私も同じで、そのパフォーマンス自体が珍しく、思わず見入ってしまいました。
アカペラグループは、ボイスパーカッションがいるかいないかで、サウンドが大きく変わります。
良く言えば、パーカッションでリズムが立つことでグルーブがうまれる形になり、悪く言えば、コーラスがミュートされアラが誤魔化されてしまい、雑に聞こえる形にもなります。
RealBlendのボイスパーカッション(zigenさん)は技量もありつつ、一方で不要に前に出すぎないバランス感覚みたいなところもあって、今思い出しても素晴らしいパフォーマンスをされていたと思います。

4:ベースボーカルの重厚感

RealBlendのライブも終盤に差し掛かり、場慣れ・音慣れしてきた私は、あることに気づきます。
「この人、いつ息継ぎしてるんだ?」
「この人」とは、ベースボーカル(Take-Oさん)のことです。
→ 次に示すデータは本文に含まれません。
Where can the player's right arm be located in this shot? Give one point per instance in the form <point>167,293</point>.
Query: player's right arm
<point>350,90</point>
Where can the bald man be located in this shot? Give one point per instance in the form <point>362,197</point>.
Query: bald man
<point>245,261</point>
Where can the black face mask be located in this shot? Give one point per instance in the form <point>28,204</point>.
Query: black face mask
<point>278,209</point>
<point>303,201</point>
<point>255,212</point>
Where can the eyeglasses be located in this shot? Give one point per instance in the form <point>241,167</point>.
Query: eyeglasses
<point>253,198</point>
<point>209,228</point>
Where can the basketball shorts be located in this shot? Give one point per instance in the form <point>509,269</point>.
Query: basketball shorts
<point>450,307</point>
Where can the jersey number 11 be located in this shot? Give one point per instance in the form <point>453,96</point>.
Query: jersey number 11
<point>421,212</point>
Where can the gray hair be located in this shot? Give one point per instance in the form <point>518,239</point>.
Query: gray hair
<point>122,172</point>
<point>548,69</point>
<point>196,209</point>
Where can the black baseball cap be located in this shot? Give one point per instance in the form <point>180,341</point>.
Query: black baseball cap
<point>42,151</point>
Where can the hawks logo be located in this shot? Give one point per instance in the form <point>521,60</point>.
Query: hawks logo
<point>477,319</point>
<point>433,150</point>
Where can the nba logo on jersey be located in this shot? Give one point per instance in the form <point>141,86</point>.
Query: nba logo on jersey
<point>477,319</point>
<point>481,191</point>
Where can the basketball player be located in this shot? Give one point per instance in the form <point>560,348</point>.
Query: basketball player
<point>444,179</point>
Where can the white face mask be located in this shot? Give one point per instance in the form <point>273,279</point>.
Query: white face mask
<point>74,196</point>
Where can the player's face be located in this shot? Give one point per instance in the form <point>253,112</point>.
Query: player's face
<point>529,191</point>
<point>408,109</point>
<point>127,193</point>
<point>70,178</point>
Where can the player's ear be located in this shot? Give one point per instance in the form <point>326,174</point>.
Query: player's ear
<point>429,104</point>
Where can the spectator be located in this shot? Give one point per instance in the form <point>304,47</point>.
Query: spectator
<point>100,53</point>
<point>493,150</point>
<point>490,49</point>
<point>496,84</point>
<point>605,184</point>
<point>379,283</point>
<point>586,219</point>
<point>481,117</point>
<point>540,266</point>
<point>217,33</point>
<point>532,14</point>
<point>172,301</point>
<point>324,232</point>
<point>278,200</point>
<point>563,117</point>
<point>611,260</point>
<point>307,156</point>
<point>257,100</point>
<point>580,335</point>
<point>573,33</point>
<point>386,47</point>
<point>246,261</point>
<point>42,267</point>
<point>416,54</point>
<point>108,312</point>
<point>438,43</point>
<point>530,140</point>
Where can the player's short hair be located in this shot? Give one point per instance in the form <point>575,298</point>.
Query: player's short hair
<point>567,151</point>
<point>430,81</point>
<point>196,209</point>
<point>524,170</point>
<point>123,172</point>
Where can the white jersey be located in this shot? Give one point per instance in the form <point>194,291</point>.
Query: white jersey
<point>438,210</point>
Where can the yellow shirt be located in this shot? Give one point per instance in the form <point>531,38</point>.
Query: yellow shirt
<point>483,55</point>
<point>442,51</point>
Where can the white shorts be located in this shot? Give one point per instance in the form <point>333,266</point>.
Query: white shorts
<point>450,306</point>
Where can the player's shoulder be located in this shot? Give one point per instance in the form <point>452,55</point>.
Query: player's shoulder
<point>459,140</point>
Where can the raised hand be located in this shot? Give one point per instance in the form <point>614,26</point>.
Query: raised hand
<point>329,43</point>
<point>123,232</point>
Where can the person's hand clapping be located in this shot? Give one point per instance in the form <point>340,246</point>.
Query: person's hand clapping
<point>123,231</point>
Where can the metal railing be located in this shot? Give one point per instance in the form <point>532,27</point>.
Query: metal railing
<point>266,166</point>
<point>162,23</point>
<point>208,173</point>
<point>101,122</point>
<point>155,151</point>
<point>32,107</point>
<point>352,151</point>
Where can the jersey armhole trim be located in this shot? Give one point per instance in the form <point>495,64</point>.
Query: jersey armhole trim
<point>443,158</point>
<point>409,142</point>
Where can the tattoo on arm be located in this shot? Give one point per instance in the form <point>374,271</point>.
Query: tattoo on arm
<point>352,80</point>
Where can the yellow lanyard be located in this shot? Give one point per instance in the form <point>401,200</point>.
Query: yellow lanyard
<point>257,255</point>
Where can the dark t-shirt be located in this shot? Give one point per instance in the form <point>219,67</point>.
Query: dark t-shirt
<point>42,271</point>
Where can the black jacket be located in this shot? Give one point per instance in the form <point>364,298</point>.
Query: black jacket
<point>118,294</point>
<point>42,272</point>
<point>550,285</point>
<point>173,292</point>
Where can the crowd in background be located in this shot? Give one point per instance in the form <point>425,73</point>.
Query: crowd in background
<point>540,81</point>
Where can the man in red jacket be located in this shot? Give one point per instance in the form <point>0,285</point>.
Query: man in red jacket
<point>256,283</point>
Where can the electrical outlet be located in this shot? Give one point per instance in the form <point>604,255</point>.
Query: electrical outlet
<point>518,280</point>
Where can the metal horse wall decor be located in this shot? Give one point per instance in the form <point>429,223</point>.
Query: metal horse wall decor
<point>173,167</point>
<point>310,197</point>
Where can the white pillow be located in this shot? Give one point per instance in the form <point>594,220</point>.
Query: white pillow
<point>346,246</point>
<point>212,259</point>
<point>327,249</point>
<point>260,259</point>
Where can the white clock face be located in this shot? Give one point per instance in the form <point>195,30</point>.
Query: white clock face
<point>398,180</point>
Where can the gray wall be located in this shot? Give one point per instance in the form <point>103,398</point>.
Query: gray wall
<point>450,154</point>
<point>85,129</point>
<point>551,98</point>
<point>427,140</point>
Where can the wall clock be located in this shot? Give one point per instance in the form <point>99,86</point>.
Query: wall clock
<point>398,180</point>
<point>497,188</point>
洞窟のようなライブハウスに薄暗く灯る電球のように、地味ながらも途切れることなく、男性ならではの低音を出し続けています。
この時感じたベースボーカルの存在意義は、「一番低い音を、いつも絶やさず出し続ける」つまりサウンドに重厚感を与えることだと思っていました。
元々声が低い人が生きるためのポジション。
野球でいわば、太った子がキャッチャー、みたいな(失礼)認識でした。
しかし、数ヶ月後、自分のその先入観は見事に覆されます。
この時はまだ、自分がアカペラをプレイすることも、ましてや自分がベースボーカルを専門にしていくことも、全く想像さえしていませんでした。

アカペラやってみるか、とはならなかった

そんなこんなで、アンコールも含め1時間超のアカペラライブショーが終わりました。
帰りの小田急線で男友達と、
「zigenさん(ボイパ)がすごかった」
「圧倒的だった」
といった会話をしつつ、心では、、
「楽曲ができなくても、歌と声だけでこれだけの音楽を作れる」ということに大きな可能性を感じていました。
その時はまだ、RealBlendのスケールが大きすぎて、「自分もアカペラやってみよう」という気持ちまでは起きませんでした。
しかし3ヶ月後、ある出来事をきっかけに突如アカペラをやろうと決意し、行動を起こすようになります。
次回はこのあたりの思い出を綴ってみたいと思います。
最後までお付き合いいただき、ありがとうございました😊

余談

小田急線を降りた僕と男友達は、その後地元で居酒屋→カラオケに行き、「Zigenごっこ」で朝まで盛り上がりました。